The repository contains the code for the experiments in the paper "Don't Waste Your Time: Early Stopping for Cross-Validation".
Paper: https://openreview.net/forum?id=D8IFbV2rTP
To install the package, first clone/unpack the repository, cd
into it and
then run the following command:
#! In a virtual env with python 3.10, other versions may or may not work.
pip install -r requirements.txt # Ensure the same versions of the packages
pip install -e . # Allow the package to be edited and used
You can test that the installation was successful by running the following which lists the available commands:
python e1.py --help
If things were unsuccessful, please ensure the output of pip list
matches that
of the requirements.txt
file.
We provide the data generated from the experiments at the following link:
Please create a folder ./data
and unzip the archive into that directory, you should set it up as the following:
data
├── data.zip
├── mlp-nsplits-10.parquet.gzip
├── mlp-nsplits-20.parquet.gzip
├── mlp-nsplits-20-unseeded.parquet.gzip
├── mlp-nsplits-2-5.parquet.gzip
├── mlp-nsplits-3.parquet.gzip
├── mlp-nsplits-5.parquet.gzip
├── opt-mlp-nsplits-10.parquet.gzip
├── opt-rf-nsplits-10.parquet.gzip
├── rf-nsplits-10.parquet.gzip
├── rf-nsplits-20.parquet.gzip
├── rf-nsplits-20-unseeded.parquet.gzip
├── rf-nsplits-2-5.parquet.gzip
├── rf-nsplits-3.parquet.gzip
└── rf-nsplits-5.parquet.gzip
This data can be used for plotting, for which we provide a plots.sh
script.
This will produce all plots and place them in the ./plots
directory.
It produces a .pdf
and a .png
for each plot, however the .pdf
should be prefered if
something looks wrong with the .png
, for example legend scaling for the footprint plots.
Please refer to the plots.sh
script for examples of generating plots, use any of the following:
e1.py plot --help
e1.py plot-stacked --help
e1.py src/exps/footprint.py --help
The footprint plots can take a long time to generate due to iterative MDS embedding which
is a non-linear scaling with the number of data points.
The provided dataset is not too long, however exploring a dataset with only 3
folds can likely take
up to an hour, depending on the dataset size and the number of trials that were evaluated.
We provide the command to do so seperatly which you can adapt as required:
# --borders How many random configurations to use for informing MDS about the borders of the space
# --support How many random configurations to use for informing MDS about random locations in the space
# --outpath Where to save the plots
# --method Which methods to plot (only really supports the main 3)
# --dataset Which openml task id to retrieve and plot
# --fold Which fold to plot
# --max-iter How many iterations to run the MDS for
# --seed Random seed for the MDS
# --njobs How many jobs to use for the MDS
# --ignore-too-many-configs Ignore the error when there are too many configurations (i.e. you acknowledge it takes time)
python src/exps/footprint.py \
--borders 300 \
--support 400 \
--method current_average_worse_than_mean_best current_average_worse_than_best_worst_split \
--dataset 168350 \
--fold 7 \
--max-iter 100 \
--seed 0 \
--njobs -1 \
--ignore-too-many-configs \
--outpath plots/footprint-main \
data/mlp-nsplits-10.parquet.gzip
The output file will be plots/footprint-main.pdf
which you can view as a pdf.
Each experiment is given a certain --expname
and is defined inside of e1.py
.
We've set up a small "reproduce"
experiment to show a minamal working reconstruction
of the workflows used in the paper.

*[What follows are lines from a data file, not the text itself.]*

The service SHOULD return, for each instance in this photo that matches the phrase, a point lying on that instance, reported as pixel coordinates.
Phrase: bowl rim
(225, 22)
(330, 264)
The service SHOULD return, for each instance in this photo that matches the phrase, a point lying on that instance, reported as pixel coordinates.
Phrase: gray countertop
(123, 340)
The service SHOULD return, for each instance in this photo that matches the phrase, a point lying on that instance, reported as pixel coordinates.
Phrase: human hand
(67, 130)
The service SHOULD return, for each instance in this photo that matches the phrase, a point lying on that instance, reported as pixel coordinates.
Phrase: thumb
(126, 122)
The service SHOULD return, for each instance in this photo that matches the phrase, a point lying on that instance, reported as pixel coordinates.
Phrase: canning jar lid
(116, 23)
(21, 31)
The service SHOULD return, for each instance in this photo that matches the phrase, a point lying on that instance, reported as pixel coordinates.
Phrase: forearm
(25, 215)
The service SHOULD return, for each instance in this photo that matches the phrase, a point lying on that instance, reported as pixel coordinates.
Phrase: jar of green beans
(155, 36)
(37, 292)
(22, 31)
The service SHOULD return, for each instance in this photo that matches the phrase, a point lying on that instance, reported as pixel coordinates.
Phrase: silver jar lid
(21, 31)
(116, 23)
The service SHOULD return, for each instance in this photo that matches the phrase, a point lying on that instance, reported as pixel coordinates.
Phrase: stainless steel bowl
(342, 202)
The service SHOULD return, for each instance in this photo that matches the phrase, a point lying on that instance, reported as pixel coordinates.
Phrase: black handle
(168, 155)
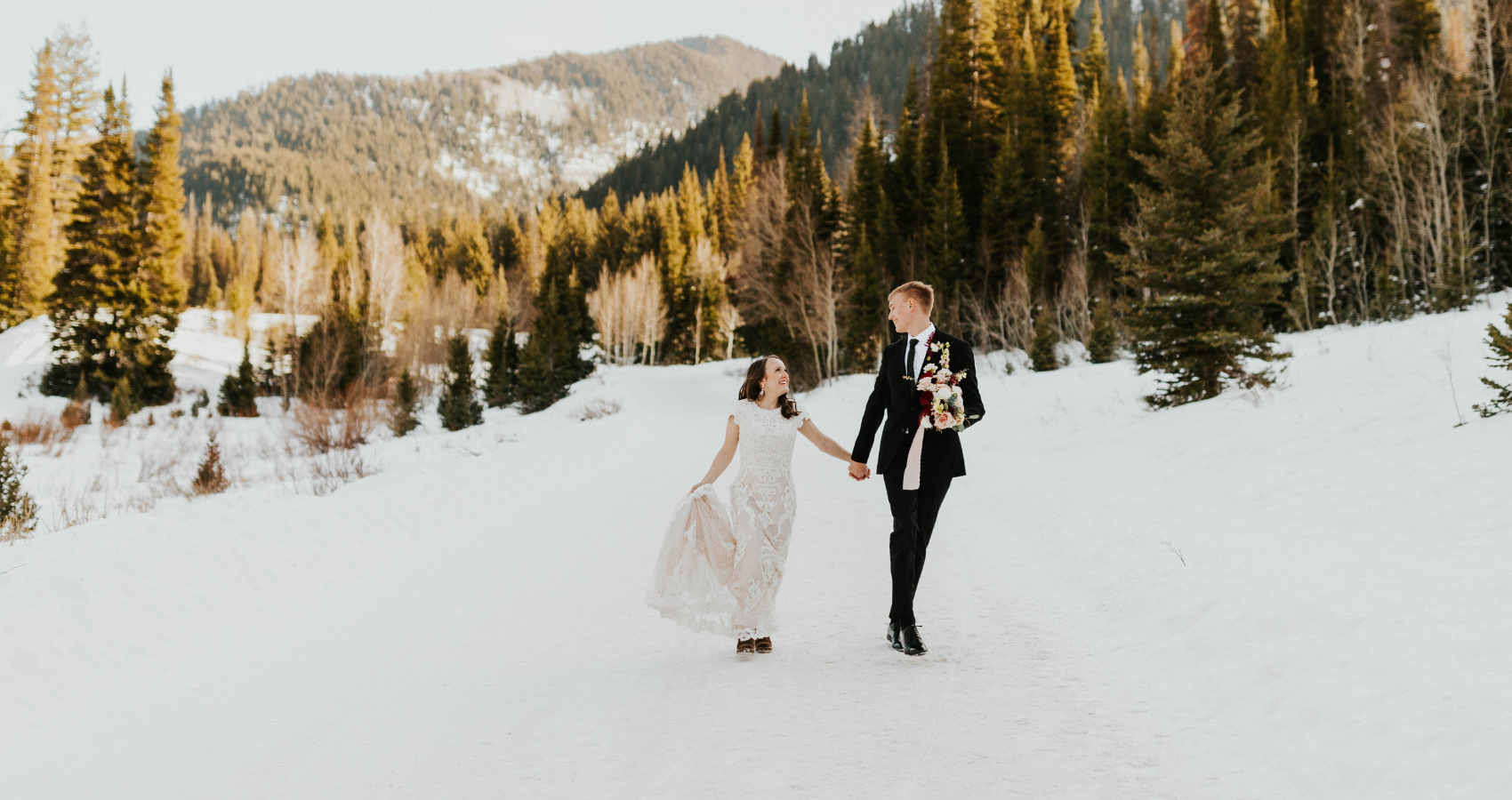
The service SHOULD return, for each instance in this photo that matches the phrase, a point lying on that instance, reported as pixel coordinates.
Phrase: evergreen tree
(1204, 248)
(870, 221)
(211, 476)
(458, 404)
(162, 202)
(1042, 353)
(503, 364)
(1501, 357)
(123, 401)
(963, 100)
(17, 508)
(1108, 179)
(551, 360)
(1419, 28)
(239, 390)
(406, 405)
(906, 182)
(1103, 345)
(32, 218)
(948, 241)
(90, 347)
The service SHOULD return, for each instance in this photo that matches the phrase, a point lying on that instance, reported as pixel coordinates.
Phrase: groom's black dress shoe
(912, 644)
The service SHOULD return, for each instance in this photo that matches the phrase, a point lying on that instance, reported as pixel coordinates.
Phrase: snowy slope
(468, 622)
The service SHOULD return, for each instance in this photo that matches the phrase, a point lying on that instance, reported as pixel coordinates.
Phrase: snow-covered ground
(1299, 593)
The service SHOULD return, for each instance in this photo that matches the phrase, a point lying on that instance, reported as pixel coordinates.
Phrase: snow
(468, 622)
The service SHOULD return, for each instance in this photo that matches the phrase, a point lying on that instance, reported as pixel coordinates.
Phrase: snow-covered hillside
(1299, 593)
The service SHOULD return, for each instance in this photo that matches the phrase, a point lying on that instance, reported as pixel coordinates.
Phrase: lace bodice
(766, 444)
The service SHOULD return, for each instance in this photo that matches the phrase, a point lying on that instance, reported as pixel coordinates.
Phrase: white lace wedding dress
(720, 571)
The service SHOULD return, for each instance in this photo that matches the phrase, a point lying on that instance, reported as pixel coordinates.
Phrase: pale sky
(216, 49)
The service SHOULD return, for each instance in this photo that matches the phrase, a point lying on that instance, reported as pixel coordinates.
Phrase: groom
(913, 511)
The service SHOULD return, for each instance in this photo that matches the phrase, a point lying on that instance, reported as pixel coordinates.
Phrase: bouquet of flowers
(939, 394)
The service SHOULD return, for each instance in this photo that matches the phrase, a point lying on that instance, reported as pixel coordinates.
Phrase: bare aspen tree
(382, 252)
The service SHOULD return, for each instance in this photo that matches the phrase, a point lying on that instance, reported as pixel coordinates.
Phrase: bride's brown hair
(752, 388)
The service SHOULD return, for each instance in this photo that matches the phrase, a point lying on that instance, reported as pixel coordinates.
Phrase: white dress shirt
(918, 349)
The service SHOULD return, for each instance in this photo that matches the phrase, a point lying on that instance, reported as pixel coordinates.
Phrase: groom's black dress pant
(913, 516)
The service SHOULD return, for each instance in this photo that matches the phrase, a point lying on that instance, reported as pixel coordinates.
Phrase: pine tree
(1042, 353)
(458, 404)
(948, 241)
(1419, 28)
(868, 222)
(211, 476)
(17, 508)
(551, 360)
(162, 203)
(32, 220)
(1501, 357)
(123, 401)
(1204, 248)
(239, 390)
(906, 179)
(503, 364)
(963, 99)
(741, 176)
(1103, 345)
(406, 405)
(88, 347)
(1093, 56)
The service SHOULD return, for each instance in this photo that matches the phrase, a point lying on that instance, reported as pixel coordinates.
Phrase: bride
(719, 571)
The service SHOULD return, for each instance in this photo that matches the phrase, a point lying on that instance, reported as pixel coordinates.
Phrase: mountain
(510, 135)
(1295, 593)
(865, 71)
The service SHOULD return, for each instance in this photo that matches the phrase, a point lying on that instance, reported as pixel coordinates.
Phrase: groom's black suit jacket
(900, 398)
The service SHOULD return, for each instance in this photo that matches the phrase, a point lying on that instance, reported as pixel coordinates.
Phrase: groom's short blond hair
(920, 292)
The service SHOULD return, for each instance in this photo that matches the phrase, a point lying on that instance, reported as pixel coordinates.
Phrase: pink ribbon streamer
(911, 469)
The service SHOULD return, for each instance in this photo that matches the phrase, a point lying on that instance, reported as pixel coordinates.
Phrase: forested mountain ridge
(868, 73)
(507, 135)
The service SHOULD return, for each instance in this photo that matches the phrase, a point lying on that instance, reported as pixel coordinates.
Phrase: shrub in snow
(1042, 354)
(36, 428)
(598, 407)
(211, 480)
(406, 404)
(458, 404)
(203, 401)
(1501, 357)
(239, 390)
(1103, 345)
(17, 508)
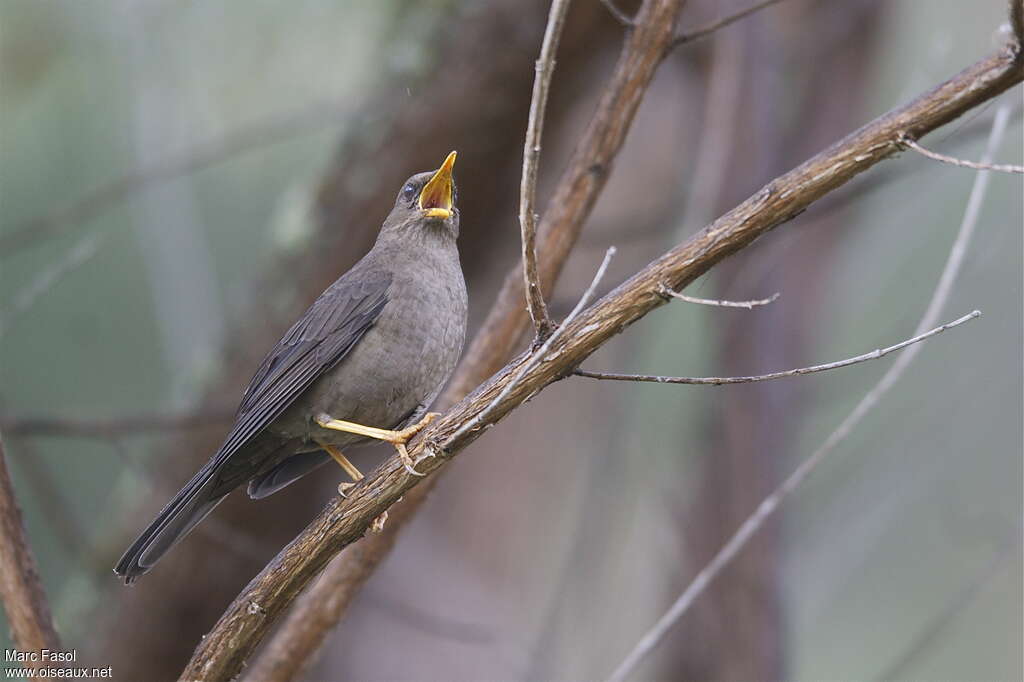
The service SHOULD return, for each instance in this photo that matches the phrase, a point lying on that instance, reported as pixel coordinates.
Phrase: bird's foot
(378, 524)
(396, 438)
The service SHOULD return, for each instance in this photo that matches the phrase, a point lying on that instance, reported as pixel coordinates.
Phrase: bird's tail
(188, 507)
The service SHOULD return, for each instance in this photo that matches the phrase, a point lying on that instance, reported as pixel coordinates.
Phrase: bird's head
(427, 201)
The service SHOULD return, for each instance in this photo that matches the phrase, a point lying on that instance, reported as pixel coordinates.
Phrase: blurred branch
(530, 157)
(720, 381)
(768, 506)
(222, 652)
(1004, 168)
(24, 598)
(294, 645)
(47, 276)
(725, 304)
(617, 13)
(73, 427)
(304, 122)
(708, 29)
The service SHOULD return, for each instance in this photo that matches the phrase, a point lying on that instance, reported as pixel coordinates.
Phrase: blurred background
(180, 179)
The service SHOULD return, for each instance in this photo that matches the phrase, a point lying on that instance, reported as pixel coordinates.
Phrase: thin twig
(545, 69)
(309, 120)
(1003, 168)
(24, 598)
(617, 13)
(223, 651)
(721, 381)
(768, 506)
(939, 624)
(538, 354)
(322, 606)
(708, 29)
(725, 304)
(48, 276)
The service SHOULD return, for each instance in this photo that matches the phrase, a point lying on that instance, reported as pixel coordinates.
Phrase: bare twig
(47, 276)
(224, 649)
(725, 304)
(768, 506)
(73, 427)
(1003, 168)
(307, 121)
(321, 607)
(954, 607)
(24, 598)
(721, 381)
(536, 355)
(708, 29)
(545, 68)
(617, 13)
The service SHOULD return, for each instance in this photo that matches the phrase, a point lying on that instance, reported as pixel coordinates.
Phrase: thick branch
(321, 607)
(770, 504)
(722, 381)
(530, 159)
(233, 637)
(963, 163)
(74, 427)
(24, 598)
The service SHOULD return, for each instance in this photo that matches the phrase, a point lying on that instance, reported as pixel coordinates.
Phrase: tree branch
(295, 643)
(1003, 168)
(221, 653)
(768, 506)
(545, 68)
(24, 598)
(725, 304)
(721, 381)
(708, 29)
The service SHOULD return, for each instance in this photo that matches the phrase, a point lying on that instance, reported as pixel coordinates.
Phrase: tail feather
(188, 507)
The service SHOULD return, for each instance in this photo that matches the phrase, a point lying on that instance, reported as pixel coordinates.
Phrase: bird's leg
(356, 475)
(396, 438)
(344, 463)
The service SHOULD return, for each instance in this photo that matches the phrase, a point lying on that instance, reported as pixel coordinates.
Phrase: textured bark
(750, 431)
(353, 198)
(223, 650)
(22, 592)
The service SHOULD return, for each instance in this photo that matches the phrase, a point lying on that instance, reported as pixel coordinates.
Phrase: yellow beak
(435, 199)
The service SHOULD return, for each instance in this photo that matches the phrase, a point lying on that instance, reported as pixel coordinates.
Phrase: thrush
(363, 364)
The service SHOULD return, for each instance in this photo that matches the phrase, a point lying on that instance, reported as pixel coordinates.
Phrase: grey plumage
(375, 348)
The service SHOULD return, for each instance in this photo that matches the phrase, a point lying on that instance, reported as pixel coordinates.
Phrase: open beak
(435, 200)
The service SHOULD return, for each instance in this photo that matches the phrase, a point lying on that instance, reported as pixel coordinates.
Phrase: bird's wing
(332, 326)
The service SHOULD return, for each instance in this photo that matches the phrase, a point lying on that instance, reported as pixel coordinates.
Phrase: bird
(364, 363)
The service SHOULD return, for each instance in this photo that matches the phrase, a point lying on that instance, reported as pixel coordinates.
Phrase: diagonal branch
(721, 381)
(770, 504)
(530, 157)
(320, 608)
(222, 652)
(24, 599)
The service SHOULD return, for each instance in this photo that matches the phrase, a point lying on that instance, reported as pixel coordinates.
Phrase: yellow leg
(396, 438)
(356, 475)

To run the experiment, use the following command:
python e1.py run --expname reproduce
This will run the follow set of experiments, 2 datasets, 10 fold cross-validation,
2 outer folds, 3 methods, 30 seconds time limit, totalling 12 experiments which
should take roughly 12 * 30 = 360
seconds to run.
n_splits = [10]
pipeline = "mlp_classifier"
n_cpu = 4
suite = [146818, 146820]
time_seconds = 30
folds = [0, 1]
methods = [
"disabled",
"current_average_worse_than_best_worst_split",
"current_average_worse_than_mean_best",
]
If you're using a slurm cluster, you can use the following instead:
python e1.py submit --expname reproduce
If you're going to be running many experiments in parallel on the cluster, we advise
you to use the download.py
script to first download the openml data to prevent races and
data corruption.
Please see python e1.py --help
for more.
To get the status of the experiments, use the following command:
python e1.py status --expname reproduce --out status.parquet
This will print the status of the experiments and output a dataframe to status.parquet
than can be used if required.
To collect the results of the experiments, use the following command:
python e1.py collect --expname reproduce --out data/reproduce-results.parquet
The results of these experiments can be used to the various plotting commands by
passing in the data/reproduce-results.parquet
file.
This is a brief overview to help you navigate the code:
src
├─ e1.py # CLI Driver to perform functionality of the repo.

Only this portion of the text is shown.